Blog

What was William Cragh hanged on?

Ƥǿşŧḗḓ ƀẏ: hwebster 6 years, 9 months ȧɠǿ

Two words are used by the witnesses to describe the scaffold on which William Cragh was hanged, both of which can mean gallows or gibbet. However, ‘furcis’ and ‘patibulum’ are also commonly translated as being a two pronged fork, yoke, or farm implement made from wood, a prop, or a y shaped frame used for carrying things. This question over the translation has engaged me for months, and I have been trying to read up on what a medieval gallows would have looked like.

The breakthrough came a week ago at our team meeting at Kings College when Paul was showing us how the Early English Laws website digital editions worked - and there it was. The header image on the home page had an image of a man being hanged on a gallows with two uprights, both ‘y’ shaped or forked.
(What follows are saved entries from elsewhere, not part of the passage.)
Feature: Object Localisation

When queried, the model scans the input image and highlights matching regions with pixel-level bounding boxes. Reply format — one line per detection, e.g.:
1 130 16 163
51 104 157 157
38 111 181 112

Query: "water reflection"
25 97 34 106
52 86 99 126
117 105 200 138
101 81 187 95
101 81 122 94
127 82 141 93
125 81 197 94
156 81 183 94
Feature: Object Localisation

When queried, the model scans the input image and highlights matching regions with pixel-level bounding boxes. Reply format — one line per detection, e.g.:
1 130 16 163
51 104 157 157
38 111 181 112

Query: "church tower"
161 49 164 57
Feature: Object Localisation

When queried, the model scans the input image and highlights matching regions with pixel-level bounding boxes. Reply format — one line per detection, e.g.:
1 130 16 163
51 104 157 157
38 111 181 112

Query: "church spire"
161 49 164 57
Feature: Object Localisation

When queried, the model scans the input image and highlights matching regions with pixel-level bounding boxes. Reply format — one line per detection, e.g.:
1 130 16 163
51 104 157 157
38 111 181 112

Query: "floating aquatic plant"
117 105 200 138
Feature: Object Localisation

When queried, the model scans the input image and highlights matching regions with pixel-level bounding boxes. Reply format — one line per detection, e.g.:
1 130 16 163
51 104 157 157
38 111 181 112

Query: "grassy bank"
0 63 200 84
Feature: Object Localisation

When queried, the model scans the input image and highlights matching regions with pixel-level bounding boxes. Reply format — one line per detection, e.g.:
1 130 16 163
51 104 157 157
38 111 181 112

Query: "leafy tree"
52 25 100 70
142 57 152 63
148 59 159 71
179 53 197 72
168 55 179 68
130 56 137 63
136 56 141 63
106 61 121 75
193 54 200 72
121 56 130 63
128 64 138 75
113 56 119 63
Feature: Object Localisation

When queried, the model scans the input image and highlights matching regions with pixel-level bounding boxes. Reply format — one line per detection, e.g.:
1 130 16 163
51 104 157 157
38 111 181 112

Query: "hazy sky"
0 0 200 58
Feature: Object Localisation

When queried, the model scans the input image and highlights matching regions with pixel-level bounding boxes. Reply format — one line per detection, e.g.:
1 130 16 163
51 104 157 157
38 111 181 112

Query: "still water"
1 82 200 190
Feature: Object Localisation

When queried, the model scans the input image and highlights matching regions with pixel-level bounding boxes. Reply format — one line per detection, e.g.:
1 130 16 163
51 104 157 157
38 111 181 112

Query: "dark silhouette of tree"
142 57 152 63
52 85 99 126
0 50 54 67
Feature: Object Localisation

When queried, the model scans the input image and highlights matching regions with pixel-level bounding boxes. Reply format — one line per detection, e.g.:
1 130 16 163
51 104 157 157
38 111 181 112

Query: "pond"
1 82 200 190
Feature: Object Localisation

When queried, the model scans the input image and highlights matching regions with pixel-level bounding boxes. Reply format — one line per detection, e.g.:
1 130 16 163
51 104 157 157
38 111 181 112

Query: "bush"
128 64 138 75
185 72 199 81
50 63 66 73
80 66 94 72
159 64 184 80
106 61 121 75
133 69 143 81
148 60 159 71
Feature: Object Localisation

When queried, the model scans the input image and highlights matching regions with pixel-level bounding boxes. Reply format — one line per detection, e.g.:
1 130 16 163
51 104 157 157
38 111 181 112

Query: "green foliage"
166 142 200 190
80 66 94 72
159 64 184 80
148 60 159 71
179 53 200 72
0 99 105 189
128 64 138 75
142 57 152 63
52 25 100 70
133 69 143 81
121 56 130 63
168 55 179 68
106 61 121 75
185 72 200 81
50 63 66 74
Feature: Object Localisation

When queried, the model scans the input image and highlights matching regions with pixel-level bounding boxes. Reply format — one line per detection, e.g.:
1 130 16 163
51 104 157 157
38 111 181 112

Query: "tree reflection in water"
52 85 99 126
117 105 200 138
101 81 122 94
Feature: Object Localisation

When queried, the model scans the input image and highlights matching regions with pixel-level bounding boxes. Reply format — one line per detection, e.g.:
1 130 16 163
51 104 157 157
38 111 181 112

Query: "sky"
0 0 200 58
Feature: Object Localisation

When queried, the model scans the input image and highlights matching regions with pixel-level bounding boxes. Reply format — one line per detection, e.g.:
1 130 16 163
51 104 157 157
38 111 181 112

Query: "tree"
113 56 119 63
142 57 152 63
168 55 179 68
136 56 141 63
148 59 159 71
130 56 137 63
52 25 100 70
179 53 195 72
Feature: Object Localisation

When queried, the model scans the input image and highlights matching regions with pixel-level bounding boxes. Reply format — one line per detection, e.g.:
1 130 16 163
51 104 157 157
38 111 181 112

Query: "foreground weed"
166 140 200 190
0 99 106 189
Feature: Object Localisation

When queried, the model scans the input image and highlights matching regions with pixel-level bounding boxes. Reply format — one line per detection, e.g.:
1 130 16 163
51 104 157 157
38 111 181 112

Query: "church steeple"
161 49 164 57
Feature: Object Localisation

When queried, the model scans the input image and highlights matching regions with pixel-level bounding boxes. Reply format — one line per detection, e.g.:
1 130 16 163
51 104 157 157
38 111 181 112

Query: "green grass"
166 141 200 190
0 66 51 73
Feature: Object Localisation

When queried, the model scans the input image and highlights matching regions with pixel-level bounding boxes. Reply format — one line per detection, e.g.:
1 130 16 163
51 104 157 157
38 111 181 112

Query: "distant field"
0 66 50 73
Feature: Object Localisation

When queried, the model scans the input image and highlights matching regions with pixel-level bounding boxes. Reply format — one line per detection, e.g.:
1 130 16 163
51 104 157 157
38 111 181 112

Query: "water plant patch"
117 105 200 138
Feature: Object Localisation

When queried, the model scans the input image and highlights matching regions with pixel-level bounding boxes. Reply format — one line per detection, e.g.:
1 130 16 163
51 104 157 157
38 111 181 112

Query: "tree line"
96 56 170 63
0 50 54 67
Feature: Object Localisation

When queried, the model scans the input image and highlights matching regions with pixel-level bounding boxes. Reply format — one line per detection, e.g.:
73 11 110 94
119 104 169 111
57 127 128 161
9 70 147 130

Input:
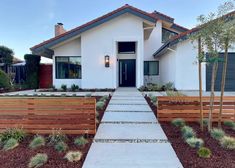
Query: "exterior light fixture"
105 55 110 67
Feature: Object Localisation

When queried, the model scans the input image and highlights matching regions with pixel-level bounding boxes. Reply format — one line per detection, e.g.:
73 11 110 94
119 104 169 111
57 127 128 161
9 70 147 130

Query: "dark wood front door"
119 59 136 87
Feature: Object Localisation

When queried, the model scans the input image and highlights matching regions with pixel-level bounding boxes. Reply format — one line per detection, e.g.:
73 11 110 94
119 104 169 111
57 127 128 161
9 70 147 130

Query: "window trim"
118 42 136 54
162 28 178 43
144 61 159 76
55 56 82 79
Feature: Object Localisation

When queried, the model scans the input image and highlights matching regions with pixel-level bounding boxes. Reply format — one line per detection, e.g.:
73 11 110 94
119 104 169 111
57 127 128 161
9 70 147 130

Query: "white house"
31 4 235 91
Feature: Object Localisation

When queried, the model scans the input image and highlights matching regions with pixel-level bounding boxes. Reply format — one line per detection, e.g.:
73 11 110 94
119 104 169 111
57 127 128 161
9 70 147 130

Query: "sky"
0 0 228 62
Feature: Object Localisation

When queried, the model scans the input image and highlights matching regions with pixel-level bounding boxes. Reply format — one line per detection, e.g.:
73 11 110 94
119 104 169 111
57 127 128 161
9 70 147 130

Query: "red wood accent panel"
39 64 52 88
157 96 235 122
0 97 96 135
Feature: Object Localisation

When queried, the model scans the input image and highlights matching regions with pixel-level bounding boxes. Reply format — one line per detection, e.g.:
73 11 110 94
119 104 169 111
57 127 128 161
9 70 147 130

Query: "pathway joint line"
105 110 152 113
101 121 159 124
93 139 169 143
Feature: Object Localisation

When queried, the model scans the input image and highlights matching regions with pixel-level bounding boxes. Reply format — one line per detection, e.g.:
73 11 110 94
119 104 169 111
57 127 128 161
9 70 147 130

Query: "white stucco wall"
52 38 82 88
159 40 207 91
81 14 145 89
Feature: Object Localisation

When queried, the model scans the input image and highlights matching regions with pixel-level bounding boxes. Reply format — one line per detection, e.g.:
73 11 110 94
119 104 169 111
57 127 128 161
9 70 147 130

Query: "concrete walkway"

This then explained the possible meanings of the words ‘furcas’ and ‘patibulum’. These common farming implements were evidently put to an alternative use when needed in locations where there was not a permanent scaffold in place as the uprights for a gallows, the structure being completed with the frequently referred to cross-beam.

But the picture explained even more of the details of the hanging, as reported by the witnesses. Firstly, after the cross beam breaks and William and Traharn are hanged for a second time, the witnesses describe how they are strung up again, one from each of the remaining arms. If the tops of the gallow’s uprights were forked as this illustrations shows, then it would have been both logical and practical for them to be hanged from these.

Secondly, the nature of Traharn’s hanging, (which was reportedly the reason for the beam breaking,) is also made clearer. The witnesses say that the rope by which he was hanged was thrown over the cross beam, and he was heaved up sharply. The beam then broke because he was apparently a large and heavy man. While I did not doubt that Traharn could have been hanged in this way, seeing the manuscript illustration made it clearer that this was indeed a standard way of doing so.

A further search for ‘gallows’ in the British Library’s manuscript image database has corroborated this structure, which is excellent news, not least because I have at last been able to settle on my translation of ‘furcas’ as ‘gallows’ and ‘patibulum’ as ‘gibbet’.

Could this image of a criminal being hanged taken from BL MS Royal 6 EVI fol.444 be what our William Cragh was hanged on?